I have just come across a new innovative Web development, and its simplicity and elegance have literally taken my breath away! Exhibit, from the Simile project at MIT and its lead author David Huynh, whose contributions include the stellar Piggy Bank (semantic Web Firefox extension), Sifter (little known, but excellent automatic Web data extractor), Babel (data format translator), Timeline (Javascript timeline creator), Ajax (toolset), Solvent (Web data extractor used by Piggy Bank) and Longwell (web-based RDF-powered faceted browser). David is the lead author on the first five tools listed. As a Ph.D. student at MIT, David is truly becoming one of the leading lights in practical semantic Web tool development. Exhibit only reinforces that reputation.

According to its Web site:

Exhibit is a lightweight structured data publishing framework that lets you create web pages with support for sorting, filtering, and rich visualizations by writing only HTML and optionally some CSS and Javascript code.

It’s like Google Maps and Timeline, but for structured data normally published through database-backed web sites. Exhibit essentially removes the need for a database or a server side web application. Its Javascript-based engine makes it easy for everyone who has a little bit of knowledge of HTML and small data sets to share them with the world and let people easily interact with them. . . .

“No Database, No Web Application” means that you can create your own exhibits using just a text editor. . . It’s quite easy to make exhibits. We even let you copy data straight out of a boring spreadsheet and convert it into an exhibit automatically. . . .

Exhibit consists of a bunch of Javascript files that you include in your web page. At load time, this Javascript code reads in one or more JSON data files that you link from within your web page and constructs a database implemented in Javascript right inside the browser of whoever visits your web page. It then dynamically re-constructs the web page as the visitor sorts and filters through the data. . . .

The advantages of Exhibit are as follows:

  • No traditional database technology involved even though Exhibit-embedding web pages appear as if they are backed by databases. So you don’t have to design any database, configure it, and maintain it. After all, if you only have a few dozens of things to publish rather than thousands, why would you spend so much effort in dealing with database technologies?
  • No server-side code required even though Exhibit-embedding web pages are heavily templated. So, there is no need to learn ASP, PHP, JSP, CGI, Velocity, etc. There is no need to worry which server-side scripting technology your hosting provider supports.
  • No need for web server if you only want to create exhibits and keep them on your own computer for your own use. They work straight from the file system.

We also provide a complementary service called Babel that lets you convert data from various sources, including tab-separated values (copied straight from spreadsheets) and Bibtex files, into formats that Exhibit understands.
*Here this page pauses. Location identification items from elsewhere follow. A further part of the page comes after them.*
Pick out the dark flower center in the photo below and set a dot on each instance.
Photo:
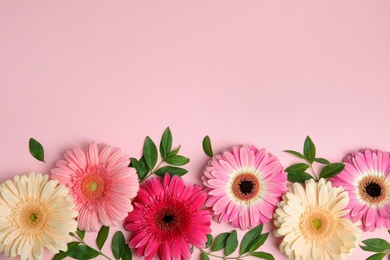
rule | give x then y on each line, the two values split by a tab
373	189
246	186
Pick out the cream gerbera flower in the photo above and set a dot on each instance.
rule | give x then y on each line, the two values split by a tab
311	220
35	213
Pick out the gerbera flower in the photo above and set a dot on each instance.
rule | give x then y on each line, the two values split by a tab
35	213
366	178
101	183
244	185
311	220
167	218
The Exhibit Web site offers a growing list of helpful tutorials and some live examples of database-related “exhibits,” one of which is this U.S. Presidents’ example that shows maps, timelines, thumbnails and other nifty displays (see the actual site for the interactive displays):

You can get Exhibit today and embed it in your own Web site (more on this to come!).

To learn more about the background to this project, please see the submitted paper, Exhibit: Lightweight Structured Data Publishing, submitted to WWW, 2007, by David Huynh, Robert Miller, and David Karger.

Gentlemen, on behalf of the community, let me say, “Thanks! Most excellent work!” It’s discoveries like these that make the Internet so worthwhile.